Witam. Jestem "X". Nie podam Ci mojej prawdziwej tożsamości, gdyż byłbyś narażony. Nie podam Ci mojego wieku, imienia, nazwiska, nawet płci. Ogółem będę pisał jako litera "X". W rodzaju męskim. A oto i historia, która mi się przytrafiła.

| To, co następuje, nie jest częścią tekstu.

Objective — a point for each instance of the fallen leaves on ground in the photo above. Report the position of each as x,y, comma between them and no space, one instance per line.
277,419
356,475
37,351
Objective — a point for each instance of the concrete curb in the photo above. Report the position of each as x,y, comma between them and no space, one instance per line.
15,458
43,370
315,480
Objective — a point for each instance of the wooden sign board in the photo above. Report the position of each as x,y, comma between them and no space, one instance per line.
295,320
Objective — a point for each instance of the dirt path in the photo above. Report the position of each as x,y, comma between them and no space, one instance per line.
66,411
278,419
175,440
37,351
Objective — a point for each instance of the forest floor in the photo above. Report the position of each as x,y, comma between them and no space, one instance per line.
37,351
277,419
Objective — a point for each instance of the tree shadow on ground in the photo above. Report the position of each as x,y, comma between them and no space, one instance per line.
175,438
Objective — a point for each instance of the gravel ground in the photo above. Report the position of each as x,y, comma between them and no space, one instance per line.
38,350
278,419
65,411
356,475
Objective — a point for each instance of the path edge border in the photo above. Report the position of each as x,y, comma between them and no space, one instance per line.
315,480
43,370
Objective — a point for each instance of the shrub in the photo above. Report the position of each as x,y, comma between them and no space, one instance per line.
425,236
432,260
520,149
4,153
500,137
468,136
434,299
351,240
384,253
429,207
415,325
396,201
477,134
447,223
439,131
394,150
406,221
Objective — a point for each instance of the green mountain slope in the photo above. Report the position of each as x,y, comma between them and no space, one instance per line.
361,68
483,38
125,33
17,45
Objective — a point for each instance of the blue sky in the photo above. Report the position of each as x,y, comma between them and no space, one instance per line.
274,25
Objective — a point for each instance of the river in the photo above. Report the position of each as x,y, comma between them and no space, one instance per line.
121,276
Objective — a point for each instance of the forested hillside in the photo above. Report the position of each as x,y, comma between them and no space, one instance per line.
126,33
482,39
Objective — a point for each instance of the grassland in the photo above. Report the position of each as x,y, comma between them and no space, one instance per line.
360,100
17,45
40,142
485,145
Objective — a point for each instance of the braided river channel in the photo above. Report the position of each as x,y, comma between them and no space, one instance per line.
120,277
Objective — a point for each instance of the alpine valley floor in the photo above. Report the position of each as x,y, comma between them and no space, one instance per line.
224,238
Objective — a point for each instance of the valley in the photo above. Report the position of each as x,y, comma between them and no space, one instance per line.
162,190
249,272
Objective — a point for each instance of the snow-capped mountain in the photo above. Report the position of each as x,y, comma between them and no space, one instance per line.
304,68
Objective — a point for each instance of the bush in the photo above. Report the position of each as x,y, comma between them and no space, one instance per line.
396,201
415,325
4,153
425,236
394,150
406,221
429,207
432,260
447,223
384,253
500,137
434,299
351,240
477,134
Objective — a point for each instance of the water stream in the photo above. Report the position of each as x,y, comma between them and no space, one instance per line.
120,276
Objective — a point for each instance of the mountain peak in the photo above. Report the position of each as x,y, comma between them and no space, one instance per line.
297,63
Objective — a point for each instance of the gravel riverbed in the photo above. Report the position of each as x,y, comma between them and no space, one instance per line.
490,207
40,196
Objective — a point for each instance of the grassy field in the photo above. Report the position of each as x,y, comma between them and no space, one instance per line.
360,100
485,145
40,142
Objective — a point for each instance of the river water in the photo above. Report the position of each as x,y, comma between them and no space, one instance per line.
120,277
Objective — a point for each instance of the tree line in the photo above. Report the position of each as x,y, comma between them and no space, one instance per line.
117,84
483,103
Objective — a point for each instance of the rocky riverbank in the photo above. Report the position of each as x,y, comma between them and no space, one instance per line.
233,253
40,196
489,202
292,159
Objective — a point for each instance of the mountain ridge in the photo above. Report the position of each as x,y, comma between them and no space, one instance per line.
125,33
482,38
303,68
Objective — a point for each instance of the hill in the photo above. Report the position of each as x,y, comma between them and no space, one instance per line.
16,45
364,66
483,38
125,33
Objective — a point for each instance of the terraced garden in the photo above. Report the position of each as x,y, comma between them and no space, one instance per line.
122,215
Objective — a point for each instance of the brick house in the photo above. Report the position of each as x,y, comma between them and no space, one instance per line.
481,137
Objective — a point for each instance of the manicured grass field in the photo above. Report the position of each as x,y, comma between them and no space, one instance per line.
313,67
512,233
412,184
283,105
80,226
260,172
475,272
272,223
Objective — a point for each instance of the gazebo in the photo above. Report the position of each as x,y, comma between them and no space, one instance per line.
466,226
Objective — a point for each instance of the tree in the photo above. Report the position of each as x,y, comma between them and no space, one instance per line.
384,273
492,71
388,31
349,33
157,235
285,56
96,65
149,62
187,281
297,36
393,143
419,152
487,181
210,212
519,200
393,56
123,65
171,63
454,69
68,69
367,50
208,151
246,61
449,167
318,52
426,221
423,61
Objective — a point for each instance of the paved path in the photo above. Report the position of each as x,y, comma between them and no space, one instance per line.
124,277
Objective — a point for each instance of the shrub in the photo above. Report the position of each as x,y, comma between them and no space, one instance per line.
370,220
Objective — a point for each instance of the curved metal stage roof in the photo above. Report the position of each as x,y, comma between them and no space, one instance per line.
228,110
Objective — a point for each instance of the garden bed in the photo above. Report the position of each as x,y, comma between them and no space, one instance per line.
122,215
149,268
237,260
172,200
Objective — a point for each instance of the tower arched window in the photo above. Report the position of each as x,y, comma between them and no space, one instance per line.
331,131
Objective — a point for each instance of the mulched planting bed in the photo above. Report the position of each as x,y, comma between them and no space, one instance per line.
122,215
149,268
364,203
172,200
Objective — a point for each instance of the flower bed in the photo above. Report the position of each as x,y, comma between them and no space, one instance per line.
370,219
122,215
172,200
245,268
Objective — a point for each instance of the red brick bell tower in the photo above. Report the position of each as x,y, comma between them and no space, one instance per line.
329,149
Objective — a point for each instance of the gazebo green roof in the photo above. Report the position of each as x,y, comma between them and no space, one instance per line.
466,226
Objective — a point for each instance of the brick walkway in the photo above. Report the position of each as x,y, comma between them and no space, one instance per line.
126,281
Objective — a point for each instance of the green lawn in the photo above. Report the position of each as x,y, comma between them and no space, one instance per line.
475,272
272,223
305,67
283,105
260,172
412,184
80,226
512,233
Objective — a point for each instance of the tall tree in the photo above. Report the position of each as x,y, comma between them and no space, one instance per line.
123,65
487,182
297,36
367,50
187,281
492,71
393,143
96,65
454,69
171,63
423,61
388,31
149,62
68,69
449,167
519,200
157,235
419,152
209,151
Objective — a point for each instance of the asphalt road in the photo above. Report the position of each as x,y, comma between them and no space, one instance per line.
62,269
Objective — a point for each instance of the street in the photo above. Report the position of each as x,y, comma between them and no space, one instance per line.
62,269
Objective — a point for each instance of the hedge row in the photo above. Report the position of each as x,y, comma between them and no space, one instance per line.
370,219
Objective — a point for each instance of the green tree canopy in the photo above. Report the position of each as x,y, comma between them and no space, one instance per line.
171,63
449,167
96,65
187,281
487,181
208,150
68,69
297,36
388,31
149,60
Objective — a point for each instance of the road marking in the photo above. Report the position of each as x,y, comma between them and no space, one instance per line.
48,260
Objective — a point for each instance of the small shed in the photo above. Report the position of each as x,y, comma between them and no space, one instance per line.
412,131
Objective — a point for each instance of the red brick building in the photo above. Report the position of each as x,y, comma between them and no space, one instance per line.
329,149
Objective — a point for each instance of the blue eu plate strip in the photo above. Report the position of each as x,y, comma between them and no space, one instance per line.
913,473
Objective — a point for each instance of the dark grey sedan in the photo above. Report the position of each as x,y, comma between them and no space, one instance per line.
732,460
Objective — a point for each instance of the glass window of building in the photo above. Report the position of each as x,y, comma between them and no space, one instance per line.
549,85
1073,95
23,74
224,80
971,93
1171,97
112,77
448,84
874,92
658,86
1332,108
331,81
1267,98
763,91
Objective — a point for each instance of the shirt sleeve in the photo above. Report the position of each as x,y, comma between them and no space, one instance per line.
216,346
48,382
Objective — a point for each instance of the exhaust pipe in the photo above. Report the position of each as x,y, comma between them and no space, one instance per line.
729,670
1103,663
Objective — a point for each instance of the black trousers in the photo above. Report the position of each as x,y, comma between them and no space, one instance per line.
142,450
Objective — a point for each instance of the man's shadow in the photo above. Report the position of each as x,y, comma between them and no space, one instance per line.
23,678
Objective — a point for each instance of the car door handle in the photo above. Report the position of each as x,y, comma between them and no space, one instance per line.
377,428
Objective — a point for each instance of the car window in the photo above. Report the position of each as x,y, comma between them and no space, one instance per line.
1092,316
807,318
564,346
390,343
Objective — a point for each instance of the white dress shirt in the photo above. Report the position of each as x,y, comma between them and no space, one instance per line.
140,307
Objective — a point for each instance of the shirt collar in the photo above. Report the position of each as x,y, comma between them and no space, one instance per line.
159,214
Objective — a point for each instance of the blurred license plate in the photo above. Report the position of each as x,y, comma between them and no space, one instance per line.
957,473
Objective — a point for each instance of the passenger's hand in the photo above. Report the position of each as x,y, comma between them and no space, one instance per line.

   Ściągałem sobie z internetu kilka dubstep'owych nutek. Natrafiłem na taką jedną, która nazywa się "Jeff The Killa.mp3"... Była straszna... Spodobała mi się, więc pobrałem ją na komę. Kiedy przeglądałem sobie muzykę na komie natrafiłem na tą. Przesłuchałem ją. Nie zwróciłem na nią szczególnej uwagi. Przewinąłem dalej. Kolejna nuta zaraz po niej była dziwna. Pobrałem kilka nut i ta była zmieniona. Tytuł miała normalny... ale to co na niej było to nie była ta nuta... Były to dwie stare piosenki Reggae i Hip-Hop. Przedzielone były dźwiękiem pioruna. A co jest w tym dziwne? To, że te piosenki usunąłem z mojej komórki pół roku temu!!! Trochę mnie to przeraziło... Chciałem to usunąć, ale wyskoczył mi nieznany błąd. Cała komórka mi się zawiesiła i na ekranie migał tylko błąd "Nieznany plik. Zamykanie". Komórka była do wyrzucenia, dlatego wyciągnąłem kartę pamięci z mojego telefonu i włożyłem do innej komórki. Starej nokii, która cały czas leżała głęboko w szufladzie "Tak na wszelki wypadek". Tego samego dnia nie mogłem zasnąć. Czułem, że ktoś mnie obserwuje. Wmawiałem sobie, że to mi się tylko wydaje, ale nagle usłyszałem skrzypienie podłogi. Zupełnie tak jakby coś się do mnie zbliżało. Zasnąłem. Ok. godziny 02:30 w nocy mój telefon sam się włączył. Straszna nuta włączyła się sama z siebie... Serce zaczęło mi szybciej bić. Przerażony, odwrócony do ściany z całej siły zamknąłem oczy i ścisnąłem zęby. Jakimś cudem udało mi się zasnąć. Gdy rano się obudziłem moja komórka leżała na ziemi. Tapeta sama się zmieniła. Zamiast mojej tapety była tam twarz, która mnie przeraziła... Chciałem usunąć tą tapetę i nutę, ale nie mogłem ich znaleźć w mojej karcie pamięci... To było straszne. Cały dzień o tym myślałem... Wieczorem położyłem się i chciałem szybko zasnąć. Udało się, lecz obudził mnie chłód. Okno było otwarte, mimo iż zamykałem je przed snem. Wstałem by je zamknąć. Gdy chciałem wrócić do łóżka siedziała na nim dziwna postać. Był to najprawdopodobniej młody mężczyzna z długimi włosami. Spojrzał na mnie swym przerażającym wzrokiem. Powiedział:

-"Go To Sleep"

Przerażony wybiegłem z pokoju. Zaczął mnie gonić. W ręce miał ostry nóż. Wybiegłem z domu. Cały czas za mną biegł. Miał niezłą kondycję, jak na tak młodego gościa. Krzyczałem żeby mnie zostawił. Błagałem. Mówiłem, że zrobię wszystko, by mnie zostawił. Zatrzymał się, rzucił nóż na ziemię i usiadł "po turecku" i zapytał:

-"Wszystko?"

Zdziwiony zatrzymałem się. I powiedziałem:

-"Wszystko co mogę! Tylko mnie zostaw!"

Uśmiechnął się w moją stronę i pokazał mi zdjęcie młodej dziewczyny. Nie była ona brzydka, ale też nie była ładna. Przy oku miała dziwną ranę, chyba ciętą.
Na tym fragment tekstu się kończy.